Она приколола брошь к занавеске и рассеянно стала раздеваться, думая
уже о предстоящей дороге. Когда Антуан сжал ее в объятьях, она отрывисто
засмеялась, и смех долго замирал у нее в груди.
— Liebling… Будь нежен в последний наш вечер…
Антуана весь вечер не было дома. Около одиннадцати Жак услышал, как
брат вернулся, как он тихо прошел к себе в комнату. Жак уже ложился и не
стал окликать Антуана.
Он скользнул в постель и вдруг наткнулся коленом на что-то твердое, —
какой-то сверток, какой-то подарок! Это оказались завернутые в оловянную
бумажку анисовые крендельки, липкие от жженого сахара, а в шелковом платочке
с инициалами Жака — сиреневый конвертик:
«Моему возлюбленному!»
Она ему никогда еще не писала. Она словно пришла к нему, склонилась над
изголовьем. Распечатывая конверт, он смеялся от удовольствия.
«Господин Жак!
Когда вы получите это заветное письмо, я буду уже далеко…»
Строки заплясали у него перед глазами, на лбу выступил пот.
«…я буду уже далеко: сегодня, поездом 22.12, я отправляюсь с
Восточного вокзала в Страсбург…»
— Антуан!
Вопль был такой душераздирающий, что Антуан кинулся в комнату брата,
думая, что тот поранил себя.
Жак сидел на кровати, руки у него были широко раскинуты, рот приоткрыт,
в глазах застыла мольба; казалось, он умирает и один Антуан в силах ему
помочь. Письмо валялось на одеяле. Антуан пробежал его без особого
удивления: он только что проводил Лизбет на вокзал. Он нагнулся к брату, но
тот его остановил:
— Молчи, молчи… Ты не знаешь, Антуан, ты не можешь понять…
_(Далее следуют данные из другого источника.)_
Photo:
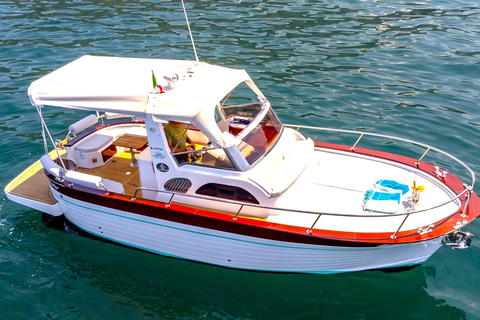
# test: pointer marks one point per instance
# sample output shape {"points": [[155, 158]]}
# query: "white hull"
{"points": [[236, 251]]}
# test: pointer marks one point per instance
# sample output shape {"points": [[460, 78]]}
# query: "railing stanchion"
{"points": [[423, 155], [358, 140], [393, 236], [238, 212], [170, 201], [313, 225]]}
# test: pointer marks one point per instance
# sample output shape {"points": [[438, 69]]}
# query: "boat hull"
{"points": [[228, 249]]}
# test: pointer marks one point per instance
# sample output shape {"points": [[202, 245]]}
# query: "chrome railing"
{"points": [[467, 191]]}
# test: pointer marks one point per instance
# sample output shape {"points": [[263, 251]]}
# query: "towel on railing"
{"points": [[384, 196]]}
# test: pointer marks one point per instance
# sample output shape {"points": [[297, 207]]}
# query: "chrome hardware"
{"points": [[440, 173], [426, 230], [459, 239]]}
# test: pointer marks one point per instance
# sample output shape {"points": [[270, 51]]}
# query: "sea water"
{"points": [[408, 69]]}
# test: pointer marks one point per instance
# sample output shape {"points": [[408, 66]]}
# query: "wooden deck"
{"points": [[118, 169], [32, 184], [34, 187]]}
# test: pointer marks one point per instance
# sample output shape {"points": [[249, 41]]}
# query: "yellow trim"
{"points": [[30, 171]]}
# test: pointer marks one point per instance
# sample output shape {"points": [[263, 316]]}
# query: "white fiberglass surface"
{"points": [[336, 183]]}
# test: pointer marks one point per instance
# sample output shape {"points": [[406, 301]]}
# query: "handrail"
{"points": [[472, 174], [468, 188]]}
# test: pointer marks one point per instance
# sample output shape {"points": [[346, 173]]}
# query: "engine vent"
{"points": [[178, 185]]}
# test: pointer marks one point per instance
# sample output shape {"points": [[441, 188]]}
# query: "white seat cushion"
{"points": [[96, 143]]}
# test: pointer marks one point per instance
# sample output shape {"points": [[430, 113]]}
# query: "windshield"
{"points": [[260, 138]]}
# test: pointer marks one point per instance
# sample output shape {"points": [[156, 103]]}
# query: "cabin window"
{"points": [[227, 192], [261, 138]]}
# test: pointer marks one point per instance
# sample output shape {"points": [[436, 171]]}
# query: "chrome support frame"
{"points": [[423, 155], [238, 212], [309, 231], [358, 140], [394, 236]]}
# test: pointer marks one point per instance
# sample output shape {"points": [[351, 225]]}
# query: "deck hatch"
{"points": [[227, 192], [178, 185]]}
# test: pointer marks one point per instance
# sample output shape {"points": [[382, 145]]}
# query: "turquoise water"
{"points": [[406, 69]]}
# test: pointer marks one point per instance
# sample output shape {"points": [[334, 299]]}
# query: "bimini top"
{"points": [[123, 86]]}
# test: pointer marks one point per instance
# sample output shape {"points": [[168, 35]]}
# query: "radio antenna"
{"points": [[190, 32]]}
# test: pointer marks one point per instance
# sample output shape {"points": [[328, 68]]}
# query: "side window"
{"points": [[227, 192]]}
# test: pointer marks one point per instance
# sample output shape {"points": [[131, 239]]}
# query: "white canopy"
{"points": [[122, 85]]}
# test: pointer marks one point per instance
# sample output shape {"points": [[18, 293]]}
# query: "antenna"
{"points": [[190, 32]]}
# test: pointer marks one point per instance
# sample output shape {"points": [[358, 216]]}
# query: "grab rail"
{"points": [[242, 205]]}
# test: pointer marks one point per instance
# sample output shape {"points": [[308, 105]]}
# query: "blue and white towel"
{"points": [[384, 196]]}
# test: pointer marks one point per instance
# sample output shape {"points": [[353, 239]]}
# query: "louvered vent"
{"points": [[178, 185]]}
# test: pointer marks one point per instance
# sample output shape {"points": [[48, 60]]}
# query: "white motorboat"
{"points": [[255, 194]]}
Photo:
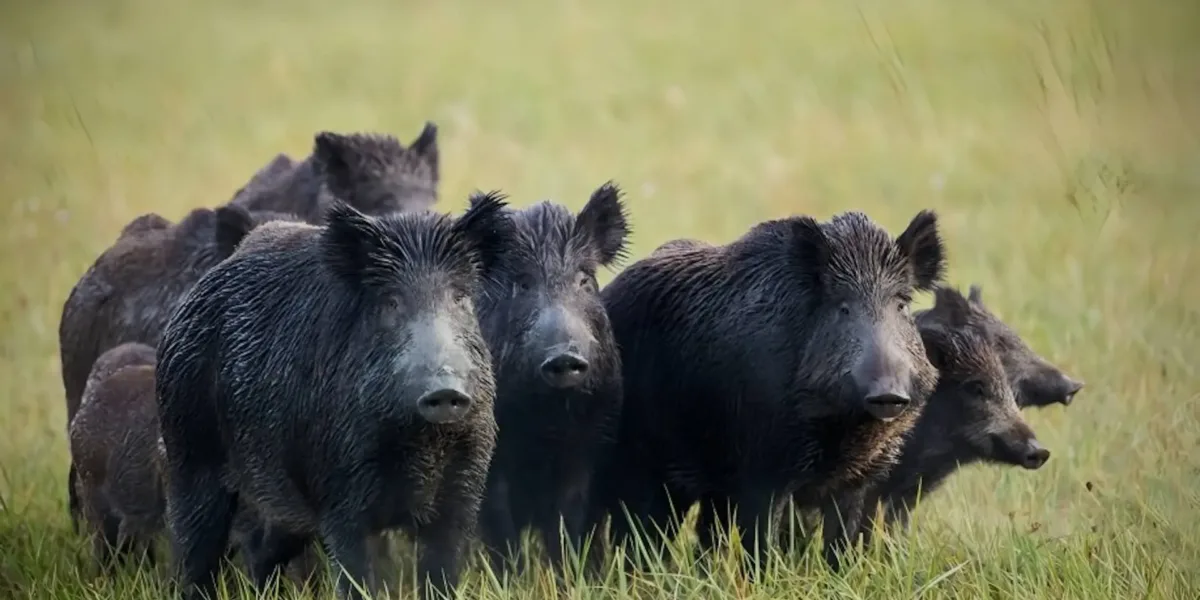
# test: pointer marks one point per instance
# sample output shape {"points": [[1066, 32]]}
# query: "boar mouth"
{"points": [[886, 407]]}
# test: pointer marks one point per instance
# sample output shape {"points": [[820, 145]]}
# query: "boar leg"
{"points": [[843, 516], [269, 553], [347, 545], [444, 540], [201, 515]]}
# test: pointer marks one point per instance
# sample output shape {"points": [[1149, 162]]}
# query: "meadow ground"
{"points": [[1059, 141]]}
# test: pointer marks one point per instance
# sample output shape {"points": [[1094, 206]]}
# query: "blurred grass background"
{"points": [[1059, 141]]}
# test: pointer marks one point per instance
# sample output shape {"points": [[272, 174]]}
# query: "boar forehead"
{"points": [[864, 262], [546, 244]]}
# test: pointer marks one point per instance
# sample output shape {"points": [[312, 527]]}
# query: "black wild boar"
{"points": [[557, 371], [971, 417], [1036, 382], [339, 384], [113, 441], [785, 361], [373, 173], [129, 292]]}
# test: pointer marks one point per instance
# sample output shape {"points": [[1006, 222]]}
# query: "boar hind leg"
{"points": [[843, 517], [201, 514], [349, 558], [270, 553]]}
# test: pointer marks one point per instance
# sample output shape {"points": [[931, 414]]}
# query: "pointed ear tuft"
{"points": [[976, 294], [349, 240], [939, 345], [604, 221], [487, 227], [923, 246], [810, 250], [426, 147], [951, 307], [233, 222]]}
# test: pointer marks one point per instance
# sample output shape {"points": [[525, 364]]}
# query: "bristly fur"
{"points": [[605, 213], [922, 241], [129, 293], [754, 345], [372, 172], [972, 414], [357, 323], [1036, 382], [544, 304], [379, 251]]}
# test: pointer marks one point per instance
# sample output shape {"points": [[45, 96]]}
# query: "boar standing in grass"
{"points": [[971, 417], [557, 371], [337, 383], [129, 292], [786, 361], [373, 173], [1036, 382], [972, 414], [113, 438]]}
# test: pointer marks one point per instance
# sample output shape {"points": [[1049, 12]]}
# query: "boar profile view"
{"points": [[336, 382], [785, 363]]}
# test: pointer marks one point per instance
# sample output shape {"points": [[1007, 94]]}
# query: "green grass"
{"points": [[1059, 141]]}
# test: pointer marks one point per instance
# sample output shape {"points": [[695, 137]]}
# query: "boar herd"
{"points": [[327, 358]]}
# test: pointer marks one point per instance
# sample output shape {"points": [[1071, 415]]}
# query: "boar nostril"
{"points": [[1072, 390], [1036, 457], [565, 370], [886, 406], [445, 405]]}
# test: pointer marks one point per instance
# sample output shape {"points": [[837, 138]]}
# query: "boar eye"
{"points": [[976, 388], [523, 283]]}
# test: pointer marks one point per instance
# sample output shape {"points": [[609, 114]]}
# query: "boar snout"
{"points": [[1035, 455], [1072, 389], [881, 376], [445, 402], [1021, 448], [564, 370]]}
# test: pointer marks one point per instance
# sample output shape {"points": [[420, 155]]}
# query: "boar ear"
{"points": [[426, 147], [351, 244], [487, 226], [233, 223], [951, 307], [810, 249], [976, 294], [923, 247], [336, 159], [605, 223], [939, 346]]}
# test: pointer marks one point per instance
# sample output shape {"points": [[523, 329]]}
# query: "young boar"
{"points": [[786, 361], [971, 417], [113, 441], [129, 292], [1036, 382], [373, 173], [557, 371], [336, 382]]}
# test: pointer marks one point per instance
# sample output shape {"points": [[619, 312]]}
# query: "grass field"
{"points": [[1059, 141]]}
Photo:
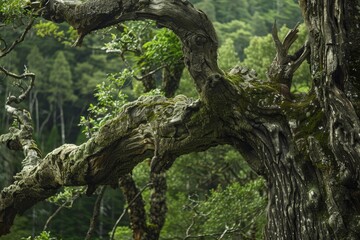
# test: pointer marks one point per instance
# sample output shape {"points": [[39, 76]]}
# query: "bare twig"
{"points": [[25, 92], [59, 209], [127, 208]]}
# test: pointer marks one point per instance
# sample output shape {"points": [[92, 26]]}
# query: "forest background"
{"points": [[209, 192]]}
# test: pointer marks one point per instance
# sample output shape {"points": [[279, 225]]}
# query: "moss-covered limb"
{"points": [[284, 65], [21, 138], [191, 25], [115, 150]]}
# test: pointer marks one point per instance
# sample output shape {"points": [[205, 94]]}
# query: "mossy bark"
{"points": [[307, 148]]}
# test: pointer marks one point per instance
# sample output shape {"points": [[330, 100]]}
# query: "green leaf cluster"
{"points": [[44, 235], [12, 10], [110, 99]]}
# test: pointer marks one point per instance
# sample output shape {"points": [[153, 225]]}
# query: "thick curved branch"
{"points": [[169, 126], [191, 25]]}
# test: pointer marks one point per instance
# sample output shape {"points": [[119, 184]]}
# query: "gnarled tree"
{"points": [[307, 148]]}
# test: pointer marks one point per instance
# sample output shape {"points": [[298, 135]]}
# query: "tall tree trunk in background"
{"points": [[312, 163], [306, 147], [62, 121]]}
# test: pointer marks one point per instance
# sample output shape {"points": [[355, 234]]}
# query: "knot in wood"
{"points": [[200, 40]]}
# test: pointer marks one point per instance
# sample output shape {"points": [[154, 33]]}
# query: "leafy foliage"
{"points": [[110, 99], [44, 235], [261, 52], [12, 10], [237, 207]]}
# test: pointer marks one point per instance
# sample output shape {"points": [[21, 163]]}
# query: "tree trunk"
{"points": [[307, 148], [62, 122]]}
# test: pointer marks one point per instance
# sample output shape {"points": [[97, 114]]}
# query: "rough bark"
{"points": [[307, 148]]}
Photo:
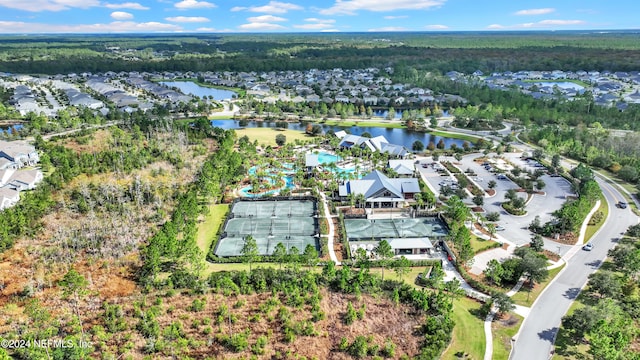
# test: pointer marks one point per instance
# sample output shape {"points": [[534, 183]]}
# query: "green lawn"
{"points": [[591, 229], [409, 278], [468, 334], [208, 228], [479, 245], [349, 123], [526, 298], [267, 136], [503, 332], [470, 138]]}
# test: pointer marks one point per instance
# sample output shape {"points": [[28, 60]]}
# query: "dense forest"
{"points": [[440, 52]]}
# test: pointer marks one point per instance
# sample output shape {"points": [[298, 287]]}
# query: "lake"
{"points": [[395, 136], [189, 87]]}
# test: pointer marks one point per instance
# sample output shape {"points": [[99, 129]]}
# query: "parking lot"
{"points": [[515, 227]]}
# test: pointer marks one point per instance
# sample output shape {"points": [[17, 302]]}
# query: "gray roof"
{"points": [[410, 243], [378, 187], [402, 167]]}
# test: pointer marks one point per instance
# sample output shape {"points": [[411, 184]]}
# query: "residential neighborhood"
{"points": [[17, 172]]}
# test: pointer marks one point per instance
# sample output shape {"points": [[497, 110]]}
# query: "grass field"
{"points": [[526, 298], [267, 136], [208, 228], [591, 229], [564, 346], [349, 123], [453, 135], [479, 245], [468, 334], [503, 331]]}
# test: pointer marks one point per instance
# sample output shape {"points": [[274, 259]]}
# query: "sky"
{"points": [[238, 16]]}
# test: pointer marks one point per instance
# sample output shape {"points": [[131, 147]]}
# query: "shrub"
{"points": [[351, 315]]}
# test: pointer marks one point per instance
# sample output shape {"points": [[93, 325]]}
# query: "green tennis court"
{"points": [[269, 222]]}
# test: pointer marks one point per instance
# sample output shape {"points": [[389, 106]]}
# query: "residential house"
{"points": [[8, 198], [18, 152], [22, 180]]}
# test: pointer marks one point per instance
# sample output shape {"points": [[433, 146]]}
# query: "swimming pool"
{"points": [[288, 184], [326, 158]]}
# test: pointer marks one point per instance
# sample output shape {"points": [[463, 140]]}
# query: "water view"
{"points": [[189, 87], [395, 136]]}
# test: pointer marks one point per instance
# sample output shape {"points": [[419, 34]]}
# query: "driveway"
{"points": [[538, 332]]}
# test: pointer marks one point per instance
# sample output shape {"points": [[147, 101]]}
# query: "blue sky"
{"points": [[145, 16]]}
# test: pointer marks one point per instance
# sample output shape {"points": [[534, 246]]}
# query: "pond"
{"points": [[395, 136], [189, 87]]}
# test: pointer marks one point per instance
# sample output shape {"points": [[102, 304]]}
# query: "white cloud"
{"points": [[12, 27], [388, 28], [528, 12], [187, 19], [349, 7], [132, 6], [560, 22], [261, 26], [436, 27], [207, 29], [48, 5], [316, 24], [121, 15], [539, 24], [273, 7], [265, 19], [193, 4]]}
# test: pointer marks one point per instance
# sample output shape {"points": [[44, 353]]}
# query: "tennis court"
{"points": [[377, 229], [269, 222]]}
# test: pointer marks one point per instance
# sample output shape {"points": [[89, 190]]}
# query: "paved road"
{"points": [[537, 334]]}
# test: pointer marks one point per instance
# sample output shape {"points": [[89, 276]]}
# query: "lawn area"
{"points": [[208, 228], [479, 245], [349, 123], [524, 298], [564, 346], [409, 278], [591, 229], [211, 267], [468, 334], [267, 136], [470, 138], [503, 331]]}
Он говорил точно те же слова, что и Лизбет, Лицо у него было упрямое,
взгляд тяжел и неподвижен; он напоминал прежнего Жака-мальчишку. Внезапно он
глубоко вздохнул, губы задрожали, и он, словно прячась от кого-то,
отвернулся, повалился на подушку и зарыдал. Одна рука его так и осталась за
спиной; Антуан дотронулся до судорожно сжатой ладони, а она тотчас вцепилась
ему в руку; Антуан ласково ее пожал. Он не знал, что говорить, и молча
глядел на сотрясаемую рыданиями сгорбленную спину брата. Лишний раз
убеждался он в том, что под пеплом беспрестанно тлеет огонь, готовый
вспыхнуть в любую минуту; и он понял всю тщетность своих педагогических
притязаний.
Прошло полчаса; рука Жака разжалась; он больше не плакал, только дышал
тяжело. Постепенно дыхание стало ровнее, он задремал. Антуан не шевелился,
не решаясь уйти. С тревогой думал он о будущем малыша. Подождав еще с
полчаса, он на цыпочках вышел, оставив приоткрытой дверь.